Control variate for hybrid5D

Solves the following issue(s):

Closes #255 (closed) and #264 (closed)

Core changes:

• fix particle_to_grid.py

• make all the moments of background kinetic distribution particles.f_backgr.n, particles.f_backgr.vth, ... are always callable

Currently it is float when our background kinetic distribution is uniform without perturbation

Model-specific changes:

• renew&fix control variate moment calculation at the model LinearMHDVlasovCC and LinearMHDVlasovPC

• implement control variate moment calculation at the model LinearMHDDriftkineticCC

Maxwellain distribution for Particles5D

n(\mathbf x) = \iint \mathcal{M}(\mathbf x, v_\parallel, v_\perp) d v_\parallel d v_\perp = \iint \frac{1}{\sqrt{2\pi} v_{th,\parallel}} \frac{1}{v_{th, \perp}²} v_\perp \text{exp} \left[ -\frac{(v_\parallel - u_\parallel)²}{2 v_{th \parallel}²} -\frac{(v_\perp - u_\perp)²}{2 v_{th \perp}²}\right] d v_\parallel d v_\perp

Considering the Jacobian of the velocity transformation (v_\perp, \theta) \rightarrow (\mu, \theta) \left| \begin{pmatrix} \frac{v_\perp}{B} & 0 \\ 0 & 1 \end{pmatrix} \right| = \frac{v_\perp}{B}

n(\mathbf x) = \iint \mathcal{M}'(\mathbf x, v_\parallel, \mu) d v_\parallel d \mu = \iint \frac{1}{\sqrt{2\pi} v_{th,\parallel}} \frac{1}{v_{th, \perp}²} B \text{exp} \left[ -\frac{(v_\parallel - u_\parallel)²}{2 v_{th \parallel}²} -\frac{(v_\perp - u_\perp)²}{2 v_{th \perp}²}\right] d v_\parallel d \mu

DriftKinetic moment calculation with Maxwellian distribution

1. 1st order in \mu (assume u_\perp = 0)

\iint \mathcal{M}'\mu \mathbf{b}_0(\mathbf{x}) d v_\parallel d \mu = n(\mathbf x) \int^\infty_0 \frac{1}{v_{th, \perp}²} \frac{v^2_\perp}{2} \text{exp} \left[-\frac{v_\perp²}{2 v²_{th \perp}}\right] d \mu = n(\mathbf x) \int^\infty_0 \frac{1}{v_{th, \perp}²} \frac{v_\perp³}{2B(\mathbf x)} \text{exp} \left[-\frac{v_\perp²}{2 v_{th \perp}²}\right] d v_\perp = n(\mathbf x) \frac{v_{th, \perp}²}{B}

Gaussian integral \int^\infty_0 x^{2n+1} \text{exp}\left[-\frac{x²}{a²}\right] dx = \frac{n!}{2}a^{2n+2} is used.

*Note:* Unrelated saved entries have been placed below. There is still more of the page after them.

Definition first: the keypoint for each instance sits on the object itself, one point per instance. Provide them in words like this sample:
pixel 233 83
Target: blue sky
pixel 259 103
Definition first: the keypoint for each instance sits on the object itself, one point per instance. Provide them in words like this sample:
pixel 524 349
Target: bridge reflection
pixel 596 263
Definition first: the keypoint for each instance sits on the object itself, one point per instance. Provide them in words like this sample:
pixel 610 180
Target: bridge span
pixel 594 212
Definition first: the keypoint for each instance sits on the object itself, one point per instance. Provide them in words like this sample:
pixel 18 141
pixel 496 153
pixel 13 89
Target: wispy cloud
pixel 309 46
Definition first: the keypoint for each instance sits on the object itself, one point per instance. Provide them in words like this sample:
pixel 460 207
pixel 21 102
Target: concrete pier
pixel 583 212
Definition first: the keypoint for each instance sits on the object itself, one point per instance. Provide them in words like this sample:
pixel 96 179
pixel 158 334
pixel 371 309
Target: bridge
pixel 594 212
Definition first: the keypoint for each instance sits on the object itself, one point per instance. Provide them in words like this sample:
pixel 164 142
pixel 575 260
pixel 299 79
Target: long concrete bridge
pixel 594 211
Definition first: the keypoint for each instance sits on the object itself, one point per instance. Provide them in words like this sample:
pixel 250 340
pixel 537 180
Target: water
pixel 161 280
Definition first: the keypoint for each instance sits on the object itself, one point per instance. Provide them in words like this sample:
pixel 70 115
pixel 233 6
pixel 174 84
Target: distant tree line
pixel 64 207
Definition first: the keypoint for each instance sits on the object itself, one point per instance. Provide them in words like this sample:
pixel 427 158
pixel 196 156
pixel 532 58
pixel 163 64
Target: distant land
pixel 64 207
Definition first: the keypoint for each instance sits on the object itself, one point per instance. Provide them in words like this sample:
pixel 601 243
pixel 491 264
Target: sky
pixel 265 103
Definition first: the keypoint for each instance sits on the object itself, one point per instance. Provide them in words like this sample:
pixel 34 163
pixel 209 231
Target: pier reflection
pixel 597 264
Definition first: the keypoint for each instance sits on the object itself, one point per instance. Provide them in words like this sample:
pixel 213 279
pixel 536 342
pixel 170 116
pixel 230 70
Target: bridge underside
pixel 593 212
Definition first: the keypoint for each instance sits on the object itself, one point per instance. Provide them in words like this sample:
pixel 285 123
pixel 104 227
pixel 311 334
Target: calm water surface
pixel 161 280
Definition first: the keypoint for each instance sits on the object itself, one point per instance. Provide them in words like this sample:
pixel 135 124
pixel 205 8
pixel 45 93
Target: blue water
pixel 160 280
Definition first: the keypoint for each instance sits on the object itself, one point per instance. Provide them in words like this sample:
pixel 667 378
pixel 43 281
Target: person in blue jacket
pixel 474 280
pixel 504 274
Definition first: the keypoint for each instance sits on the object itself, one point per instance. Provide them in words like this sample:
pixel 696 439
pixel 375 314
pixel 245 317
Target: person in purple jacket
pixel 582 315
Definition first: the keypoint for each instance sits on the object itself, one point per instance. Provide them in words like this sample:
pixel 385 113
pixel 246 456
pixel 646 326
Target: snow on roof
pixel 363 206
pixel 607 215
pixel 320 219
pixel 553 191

2. 2nd order in v_\parallel

\iint \mathcal{M}'\frac{1}{B^*_\parallel(\mathbf{x}, v_\parallel)} v_\parallel² d v_\parallel d \mu = n(\mathbf x) \int^\infty_{-\infty} \frac{1}{\sqrt{2\pi}} \frac{1}{B^*_\parallel(\mathbf x, v_\parallel)} v_\parallel² \text{exp} \left[ -\frac{(v_\parallel - u_\parallel)²}{2 v_{th \parallel}²} \right] d v_\parallel

approximate B^*_\parallel(\mathbf x, v_\parallel) \approx B^*_\parallel(\mathbf x) = B(\mathbf x) + \epsilon u_\parallel (\nabla \times \mathbf b_0 (\mathbf x))

= n(\mathbf x) \frac{v_{th \parallel}² + u_\parallel²}{B^*_\parallel (\mathbf x)}

Gaussian integral \int^\infty_0 x^{2n} \text{exp}\left[-\frac{x²}{a²}\right] dx = \sqrt{\pi} \frac{a^{2n+1} (2n-1)!!}{2^{n+1}} is used.

• fix wrong implementation at the coupling step CurrentCOupling5DGradB

So far the step is solved with our standard implicit Crank-Nicolson with Schur-solver method. However, it was found that the step cannot be solved with the Schur-solver strategy, since the PDEs are not a linear.

\begin{bmatrix}
\dot{\mathbf u} \\
\dot{\mathbf H} \\
\end{bmatrix} = 
\begin{bmatrix}
0 & (\mathbb{M}^{2,n})^{-1} \mathbb{L}² \frac{1}{\bar{\sqrt{g}}} \frac{1}{\bar B^{*0}_\parallel}\bar{B}^\times_f \bar{G}^{-1} \bar{b}^\times_0 \bar{G}^{-1} \\
-\bar{G}^{-1} \bar{b}^\times_0 \bar{G}^{-1}  \bar{B}^\times_f \frac{1}{\bar B^{*0}_\parallel} \frac{1}{\bar{\sqrt{g}}} (\mathbb{L}²)^\top (\mathbb{M}^{2,n})^{-1} & 0
\end{bmatrix}
\begin{bmatrix}
\mathbb{M}^{2,n} \mathbf{u}
\\
\underbrace{\frac{A_h}{A_b} \bar M \bar W \bar{\nabla B_\parallel}}_{\text{not a function of   } \mathbf H}
\end{bmatrix}

So the step was replaced with the explicit solver.

Documentation changes:

None